Cuando en 1998 se le preguntó a los canadienses si la situación económica de su generación era mejor que la propia de sus padres, menos de la mitad de los interrogados --un 44%-- estimó que era así, y ello pese a que el producto interior bruto per cápita había crecido un 60% en el cuarto de siglo anterior . Otro tanto parece ocurrir en Estados Unidos, donde, aunque la renta per cápita se ha triplicado desde el final de la segunda guerra mundial, a partir de 1960 se reduce el porcentaje de ciudadanos que declaran sentirse muy satisfechos. En 2005 un 49% de los norteamericanos estimaba que su felicidad se hallaba en retroceso, frente a un 26% que consideraba que se había acrecentado .

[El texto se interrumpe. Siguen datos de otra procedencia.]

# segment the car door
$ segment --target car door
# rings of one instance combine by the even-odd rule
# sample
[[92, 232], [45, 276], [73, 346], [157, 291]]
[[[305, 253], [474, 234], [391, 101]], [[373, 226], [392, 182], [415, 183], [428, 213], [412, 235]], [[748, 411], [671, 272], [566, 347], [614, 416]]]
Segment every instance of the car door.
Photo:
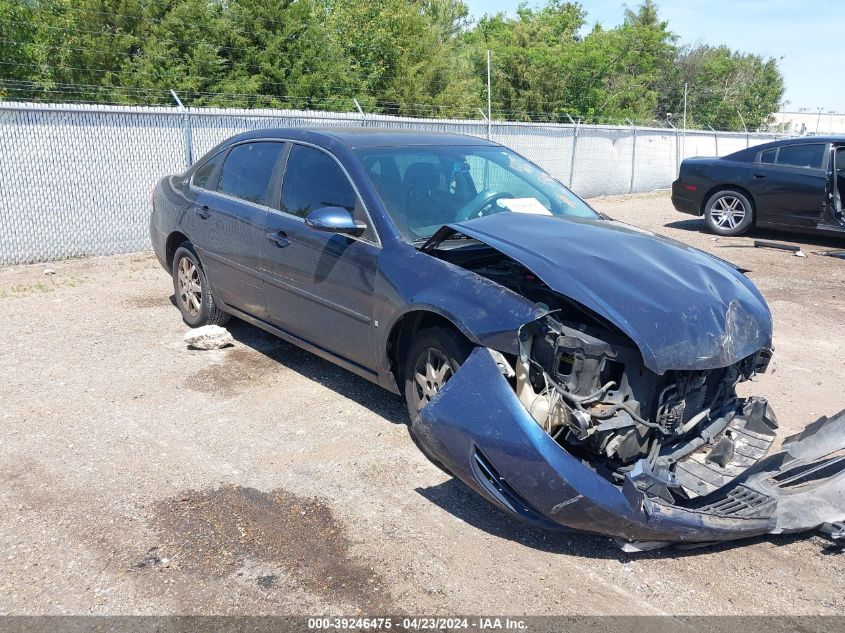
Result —
[[845, 146], [830, 151], [830, 187], [827, 208], [818, 228], [845, 231]]
[[761, 152], [751, 177], [759, 224], [815, 227], [824, 209], [827, 145], [781, 145]]
[[284, 149], [276, 141], [234, 145], [223, 158], [213, 191], [201, 189], [194, 201], [200, 226], [195, 245], [212, 289], [225, 303], [264, 320], [259, 271], [264, 224], [270, 182]]
[[[292, 143], [277, 208], [263, 245], [270, 321], [355, 365], [375, 367], [373, 288], [381, 248], [363, 202], [327, 151]], [[321, 207], [349, 210], [367, 225], [360, 236], [306, 225]]]

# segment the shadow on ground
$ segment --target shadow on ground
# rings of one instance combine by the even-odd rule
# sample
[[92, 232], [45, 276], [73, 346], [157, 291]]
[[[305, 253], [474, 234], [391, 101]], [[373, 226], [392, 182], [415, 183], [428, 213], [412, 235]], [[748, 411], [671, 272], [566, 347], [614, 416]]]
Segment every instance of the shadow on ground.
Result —
[[[691, 218], [689, 220], [675, 220], [674, 222], [667, 222], [664, 224], [667, 229], [678, 229], [681, 231], [690, 231], [692, 233], [702, 233], [710, 237], [717, 237], [710, 233], [704, 226], [704, 220], [701, 218]], [[813, 235], [792, 233], [788, 231], [774, 231], [772, 229], [753, 228], [741, 237], [749, 237], [757, 240], [770, 240], [772, 242], [785, 242], [787, 244], [800, 244], [806, 246], [808, 250], [812, 248], [819, 249], [842, 249], [845, 245], [845, 239], [842, 237], [828, 236], [828, 235]], [[845, 236], [844, 236], [845, 237]], [[730, 240], [730, 237], [720, 237], [723, 240]], [[751, 244], [726, 244], [725, 248], [754, 248]]]
[[227, 329], [242, 345], [366, 407], [388, 422], [408, 423], [404, 400], [378, 385], [239, 319], [232, 319]]
[[[643, 559], [685, 558], [687, 556], [712, 554], [747, 547], [756, 543], [769, 543], [781, 547], [808, 538], [807, 533], [767, 535], [708, 545], [706, 547], [687, 549], [669, 547], [650, 552], [628, 553], [623, 552], [613, 541], [603, 536], [584, 534], [582, 532], [565, 532], [563, 530], [555, 532], [528, 526], [506, 514], [503, 510], [494, 507], [455, 478], [444, 481], [436, 486], [417, 488], [416, 491], [461, 521], [492, 536], [515, 541], [526, 547], [552, 554], [612, 559], [620, 563]], [[829, 544], [827, 541], [821, 541], [820, 539], [817, 540], [825, 544], [822, 549], [824, 554], [839, 554], [843, 552], [843, 546], [841, 545]]]

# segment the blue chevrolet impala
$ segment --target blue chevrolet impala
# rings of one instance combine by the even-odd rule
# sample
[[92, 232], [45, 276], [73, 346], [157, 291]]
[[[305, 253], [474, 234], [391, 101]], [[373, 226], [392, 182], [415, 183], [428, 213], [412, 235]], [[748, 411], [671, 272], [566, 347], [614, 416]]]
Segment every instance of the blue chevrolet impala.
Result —
[[404, 394], [429, 459], [529, 523], [628, 549], [845, 532], [845, 412], [772, 453], [737, 395], [772, 355], [754, 284], [501, 145], [240, 134], [161, 180], [150, 234], [188, 325], [234, 315]]

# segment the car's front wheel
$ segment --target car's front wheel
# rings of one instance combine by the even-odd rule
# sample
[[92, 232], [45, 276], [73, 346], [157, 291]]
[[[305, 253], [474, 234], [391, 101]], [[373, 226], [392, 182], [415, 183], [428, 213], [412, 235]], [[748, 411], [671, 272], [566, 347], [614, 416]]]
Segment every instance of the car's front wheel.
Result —
[[739, 191], [718, 191], [704, 206], [704, 223], [716, 235], [742, 235], [753, 222], [754, 206]]
[[405, 362], [405, 402], [412, 421], [455, 375], [471, 351], [470, 342], [456, 331], [429, 327], [417, 333]]
[[205, 277], [194, 247], [182, 242], [173, 255], [173, 292], [182, 320], [191, 327], [225, 325], [229, 315], [214, 303], [211, 287]]

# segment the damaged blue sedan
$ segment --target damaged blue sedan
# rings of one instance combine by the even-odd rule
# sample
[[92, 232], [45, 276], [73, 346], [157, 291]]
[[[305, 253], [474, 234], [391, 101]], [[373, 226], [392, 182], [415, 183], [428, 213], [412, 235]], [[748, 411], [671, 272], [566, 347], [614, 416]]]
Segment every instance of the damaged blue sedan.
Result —
[[501, 145], [241, 134], [158, 184], [150, 233], [186, 323], [234, 315], [403, 394], [429, 459], [527, 522], [627, 549], [845, 536], [845, 412], [773, 452], [737, 395], [772, 356], [754, 284]]

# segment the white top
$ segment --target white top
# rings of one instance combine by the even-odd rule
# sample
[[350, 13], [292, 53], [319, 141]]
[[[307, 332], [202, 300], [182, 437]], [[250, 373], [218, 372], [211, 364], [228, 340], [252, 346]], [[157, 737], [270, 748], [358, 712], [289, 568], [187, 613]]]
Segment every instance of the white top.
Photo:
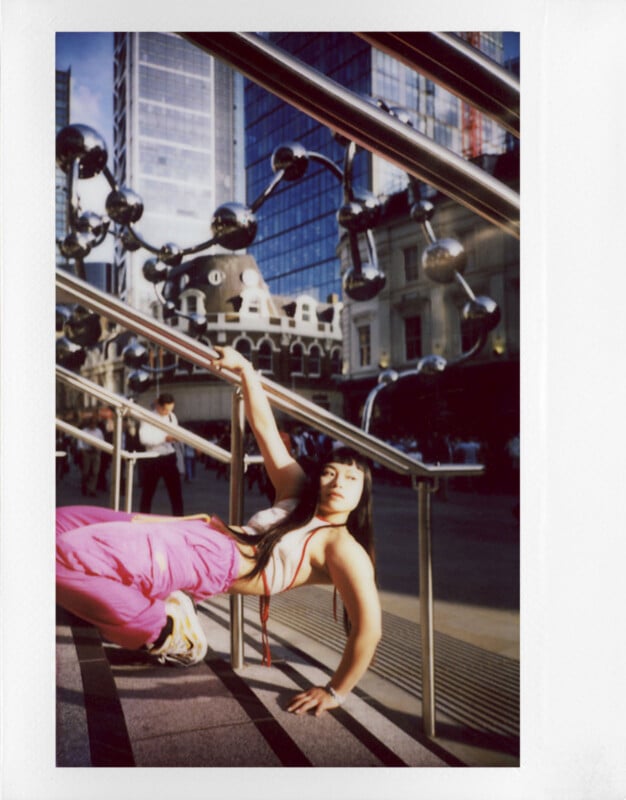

En esas condiciones, y en un escenario marcado por los efectos negativos que el progreso ha ido generando --pensemos en la contaminación, el estrés o la obesidad, por rescatar tres datos--, parece obligado invertir la percepción que se hizo valer en la edad media, y que invitaba a afirmar que "el aire de la ciudad hace libres" (Stadtluft macht frei), en la medida en que ofrecía oportunidades inéditas a los siervos del campo, a los comerciantes y a los artesanos. Hoy las ciudades suelen ser recintos marcados por la exclusión, la inhabitabilidad, el vacío de las relaciones y la falta de sociabilidad. Vivir con dos dólares en una de las megalópolis contemporáneas es mucho más difícil que hacerlo en un medio rural en el que perviven relaciones humanas muy sólidas, y en el que se ve garantizado el acceso a los bienes comunes al margen de las reglas del mercado.